Modern NVIDIA GPU Transcoding Comparison
There is nothing quite like new hardware. I'm always looking for ways to speed up my daily video processing so GPUs are always top of mind. Unfortunately I've never seen the kind of numbers I want from NVIDIA to know whether or not it's worth buying the latest and greatest of their data center class cards for encoding/decoding/transcoding/etc. When the marketing info comes out for a new card like the fairly new NVIDIA L4 you are left wondering how it stacks up against your particular challenge. I don't have 8 - L4s or a need to handle 1040 simultaneous 720p30 streams. What I do have is a dozen 4K streams that I need reduced to 1080p for longer term storage. I'd like to know how well a new L4 or even A2 card works for my purposes compared to my older cards like a GTX 1660 Ti or ancient GTX 1080.
Now that I've dumped the money into those cards I was surprised to see that the performance was not all that different compared to my oldest card which is a Pascal generation GTX 1080. At this point it was unclear if it was just the fact that the GTX 1080 had dual encoder chips or maybe because I was still running FFMPEG 4.3.2. I finally decided to pull and build the latest version of FFMPEG which was 5.1.2 at that time. Rerunning all tests it became clear to me that what I once thought was my "flagship" card for encoding was actually pretty outdated with the new software. All of my cards performed much better. The following graphic illustrates those numbers.
Note: For all the data below the FFMPEG command is roughly:
ffmpeg -vsync vfr -hwaccel_device 0 -i in.mp4 -vf "scale_npp=iw/2:ih/2" -vcodec hevc_nvenc -b:v 2M -r 15 out.mp4
It's probably worth a little explanation of the workload. The data is comprised of 496 video files that are 5 minutes in length. The breakdown is approximately:
- 100 - 4K 30 FPS HEVC videos
- 300 - 4K 15 FPS HEVC videos
- 100 - 5 MP 20 FPS H264 videos
Outside of the gains of the Turing, Ampere, and Ada Lovelace generation cards it's noteworthy that performance didn't really change for the Pascal generation GTX 1080 that I once consider my "flagship" cards.
Getting the most with the new version of FFMPEG
With the L4 card having 2 encoders and 4 decoders I found it necessary to throw more than one simultaneous transcode to get the most performance. It seemed that 2 would be optimal but I've found that when processing H264 video that the utilization of the card would drop as the nvenc/nvdec seem to be able to handle more where HEVC would saturate the nvenc/nvdec chip. You can see the stats during the processing of the prior mentioned dataset using a single transcode at a time. All stats are for utilization are from "nvidia-smi dmon -d 1".
The drop around 4000 seconds and 6000 seconds are the prior mentioned H264 datasets. Looking at two simultaneous transcodes you can see the processing time is reduced but not in half.

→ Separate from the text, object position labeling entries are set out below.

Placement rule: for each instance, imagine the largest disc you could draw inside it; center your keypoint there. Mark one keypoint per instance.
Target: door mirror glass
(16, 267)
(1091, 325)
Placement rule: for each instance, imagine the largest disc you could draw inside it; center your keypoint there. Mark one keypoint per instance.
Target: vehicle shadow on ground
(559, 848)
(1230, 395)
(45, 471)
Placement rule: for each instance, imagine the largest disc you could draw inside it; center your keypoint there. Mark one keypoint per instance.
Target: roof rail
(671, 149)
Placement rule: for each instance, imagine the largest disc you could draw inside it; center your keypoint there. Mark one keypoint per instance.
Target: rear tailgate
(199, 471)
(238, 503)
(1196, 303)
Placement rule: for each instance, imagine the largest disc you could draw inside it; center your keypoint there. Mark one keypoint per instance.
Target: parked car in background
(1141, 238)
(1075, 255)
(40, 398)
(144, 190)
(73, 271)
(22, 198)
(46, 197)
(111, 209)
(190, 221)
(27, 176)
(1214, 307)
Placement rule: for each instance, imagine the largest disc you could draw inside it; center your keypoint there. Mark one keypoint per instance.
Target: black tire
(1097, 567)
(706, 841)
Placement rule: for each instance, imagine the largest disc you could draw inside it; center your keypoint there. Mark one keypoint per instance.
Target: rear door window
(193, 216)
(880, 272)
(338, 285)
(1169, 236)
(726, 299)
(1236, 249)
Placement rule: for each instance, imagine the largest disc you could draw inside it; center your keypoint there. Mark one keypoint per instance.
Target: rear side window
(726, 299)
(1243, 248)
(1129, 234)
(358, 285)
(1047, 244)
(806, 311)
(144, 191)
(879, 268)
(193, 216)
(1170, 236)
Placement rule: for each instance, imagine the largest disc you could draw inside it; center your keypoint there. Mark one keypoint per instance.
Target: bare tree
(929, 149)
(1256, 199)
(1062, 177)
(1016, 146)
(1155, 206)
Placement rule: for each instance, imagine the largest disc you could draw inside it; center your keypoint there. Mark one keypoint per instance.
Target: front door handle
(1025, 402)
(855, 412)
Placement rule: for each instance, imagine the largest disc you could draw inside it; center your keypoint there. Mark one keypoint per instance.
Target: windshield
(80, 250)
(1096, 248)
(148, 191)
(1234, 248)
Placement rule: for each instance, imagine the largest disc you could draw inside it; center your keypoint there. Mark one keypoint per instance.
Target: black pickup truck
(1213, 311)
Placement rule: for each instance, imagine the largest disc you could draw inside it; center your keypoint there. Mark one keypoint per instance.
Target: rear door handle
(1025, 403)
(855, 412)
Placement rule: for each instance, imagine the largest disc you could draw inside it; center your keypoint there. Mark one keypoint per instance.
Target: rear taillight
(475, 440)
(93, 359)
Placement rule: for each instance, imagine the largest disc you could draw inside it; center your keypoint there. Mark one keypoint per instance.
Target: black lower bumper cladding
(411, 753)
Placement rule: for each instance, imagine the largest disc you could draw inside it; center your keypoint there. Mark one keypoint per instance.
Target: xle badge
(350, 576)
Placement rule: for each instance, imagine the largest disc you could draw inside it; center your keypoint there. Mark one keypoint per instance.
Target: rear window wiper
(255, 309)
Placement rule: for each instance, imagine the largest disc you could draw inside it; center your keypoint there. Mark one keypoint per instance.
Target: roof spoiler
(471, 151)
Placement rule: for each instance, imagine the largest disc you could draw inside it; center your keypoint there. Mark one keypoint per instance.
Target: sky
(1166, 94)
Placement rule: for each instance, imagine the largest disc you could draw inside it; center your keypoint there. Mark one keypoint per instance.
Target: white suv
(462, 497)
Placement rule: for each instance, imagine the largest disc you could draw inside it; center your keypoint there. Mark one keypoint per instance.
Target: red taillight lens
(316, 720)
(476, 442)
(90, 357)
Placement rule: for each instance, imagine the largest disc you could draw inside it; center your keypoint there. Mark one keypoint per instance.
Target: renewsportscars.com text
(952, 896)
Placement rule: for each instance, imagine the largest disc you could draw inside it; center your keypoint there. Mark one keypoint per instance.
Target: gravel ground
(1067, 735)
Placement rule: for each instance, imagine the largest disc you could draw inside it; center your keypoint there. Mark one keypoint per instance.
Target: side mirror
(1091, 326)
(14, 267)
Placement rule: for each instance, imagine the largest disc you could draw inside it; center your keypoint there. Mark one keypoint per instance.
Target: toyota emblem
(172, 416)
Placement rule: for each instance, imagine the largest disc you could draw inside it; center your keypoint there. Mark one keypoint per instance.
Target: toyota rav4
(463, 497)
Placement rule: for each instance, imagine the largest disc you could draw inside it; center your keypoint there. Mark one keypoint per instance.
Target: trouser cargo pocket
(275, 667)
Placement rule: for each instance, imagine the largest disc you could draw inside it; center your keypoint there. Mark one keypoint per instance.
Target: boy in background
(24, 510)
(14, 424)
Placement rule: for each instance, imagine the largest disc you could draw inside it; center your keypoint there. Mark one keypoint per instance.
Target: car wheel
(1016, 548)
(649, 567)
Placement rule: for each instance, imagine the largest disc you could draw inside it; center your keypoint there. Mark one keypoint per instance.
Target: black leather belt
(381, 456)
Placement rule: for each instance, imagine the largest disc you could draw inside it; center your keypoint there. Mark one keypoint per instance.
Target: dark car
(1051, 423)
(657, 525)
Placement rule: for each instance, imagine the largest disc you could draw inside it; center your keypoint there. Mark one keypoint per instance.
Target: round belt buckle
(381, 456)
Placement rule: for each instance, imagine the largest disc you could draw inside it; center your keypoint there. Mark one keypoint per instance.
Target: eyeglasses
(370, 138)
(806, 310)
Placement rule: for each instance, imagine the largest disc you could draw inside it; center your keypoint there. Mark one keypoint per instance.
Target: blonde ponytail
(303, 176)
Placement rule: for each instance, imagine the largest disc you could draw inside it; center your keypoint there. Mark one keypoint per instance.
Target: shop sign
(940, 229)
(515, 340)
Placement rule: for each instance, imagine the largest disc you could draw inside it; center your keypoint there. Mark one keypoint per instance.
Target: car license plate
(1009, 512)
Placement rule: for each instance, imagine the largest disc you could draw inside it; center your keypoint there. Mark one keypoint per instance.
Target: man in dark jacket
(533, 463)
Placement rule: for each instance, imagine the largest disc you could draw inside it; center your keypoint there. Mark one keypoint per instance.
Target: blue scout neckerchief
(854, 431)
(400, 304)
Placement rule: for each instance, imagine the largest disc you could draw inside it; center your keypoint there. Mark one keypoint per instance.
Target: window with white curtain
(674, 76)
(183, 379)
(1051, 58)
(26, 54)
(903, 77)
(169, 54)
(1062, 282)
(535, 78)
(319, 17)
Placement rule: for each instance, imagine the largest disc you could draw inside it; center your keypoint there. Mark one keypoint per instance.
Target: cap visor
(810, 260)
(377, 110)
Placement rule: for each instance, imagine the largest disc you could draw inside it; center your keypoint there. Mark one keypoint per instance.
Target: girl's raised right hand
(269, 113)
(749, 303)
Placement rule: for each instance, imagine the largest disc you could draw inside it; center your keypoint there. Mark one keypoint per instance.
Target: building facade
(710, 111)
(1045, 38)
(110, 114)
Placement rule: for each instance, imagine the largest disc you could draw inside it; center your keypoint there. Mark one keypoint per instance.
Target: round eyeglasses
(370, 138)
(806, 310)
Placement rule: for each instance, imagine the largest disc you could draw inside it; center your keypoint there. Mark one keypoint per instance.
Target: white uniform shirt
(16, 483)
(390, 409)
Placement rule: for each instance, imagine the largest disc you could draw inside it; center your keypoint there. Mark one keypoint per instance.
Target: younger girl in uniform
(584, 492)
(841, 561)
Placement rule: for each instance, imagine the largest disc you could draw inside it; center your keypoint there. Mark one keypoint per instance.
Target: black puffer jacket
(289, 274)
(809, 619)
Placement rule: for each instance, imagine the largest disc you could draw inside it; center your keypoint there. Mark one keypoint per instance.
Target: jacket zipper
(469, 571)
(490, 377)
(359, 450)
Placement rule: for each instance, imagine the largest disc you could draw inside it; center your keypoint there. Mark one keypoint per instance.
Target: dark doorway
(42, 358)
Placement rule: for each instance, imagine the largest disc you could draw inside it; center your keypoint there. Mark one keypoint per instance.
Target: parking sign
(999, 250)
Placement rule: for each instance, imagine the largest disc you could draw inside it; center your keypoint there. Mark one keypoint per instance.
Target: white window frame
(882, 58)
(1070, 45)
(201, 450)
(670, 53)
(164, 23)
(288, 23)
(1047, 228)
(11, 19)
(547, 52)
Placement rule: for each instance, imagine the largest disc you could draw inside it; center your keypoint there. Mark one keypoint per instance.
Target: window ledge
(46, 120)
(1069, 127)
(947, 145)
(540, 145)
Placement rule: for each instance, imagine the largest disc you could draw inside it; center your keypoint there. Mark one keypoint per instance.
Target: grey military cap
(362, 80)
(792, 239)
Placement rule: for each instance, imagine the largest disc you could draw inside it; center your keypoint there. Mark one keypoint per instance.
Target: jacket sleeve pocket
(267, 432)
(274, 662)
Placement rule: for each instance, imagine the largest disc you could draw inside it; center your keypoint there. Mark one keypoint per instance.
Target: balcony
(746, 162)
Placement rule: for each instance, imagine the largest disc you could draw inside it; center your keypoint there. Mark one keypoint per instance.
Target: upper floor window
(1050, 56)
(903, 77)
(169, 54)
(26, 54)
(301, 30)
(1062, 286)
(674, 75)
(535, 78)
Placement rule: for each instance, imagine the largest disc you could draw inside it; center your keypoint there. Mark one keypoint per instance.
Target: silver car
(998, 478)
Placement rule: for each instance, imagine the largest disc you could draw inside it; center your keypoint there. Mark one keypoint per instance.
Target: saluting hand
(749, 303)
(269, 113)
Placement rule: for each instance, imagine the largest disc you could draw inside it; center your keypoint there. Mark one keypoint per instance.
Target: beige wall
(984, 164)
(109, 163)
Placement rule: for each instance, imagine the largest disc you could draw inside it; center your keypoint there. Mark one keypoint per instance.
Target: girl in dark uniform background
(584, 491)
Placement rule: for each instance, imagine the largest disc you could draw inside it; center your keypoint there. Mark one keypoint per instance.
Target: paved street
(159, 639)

Finally I ran a test with 4 simultaneous transcodes and found the timeline dropped to about half of the original.
Given the above "optimal" processing on the L4 I produced some histograms of the FPS that were achieved for all of the prior mentioned cards as well as the various runs on the L4.
It's clear with 2 and 4 in parallel transcodes on the L4 there is more variability and the average FPS is lower but the overall dataset processes faster.
Conclusion
1. With NVIDIA chipsets is wise to keep upgrading as FFMPEG and the NVIDIA Video Codec SDK is always making performance improvements.
2. An optimal amount of simultaneous transcode processes depends on the codec so some trial and error is necessary.
3. Most nvenc/nvdec chips process roughly around the same rate. I've always thought this would not be the case. In the future I may try to dig deeper on this.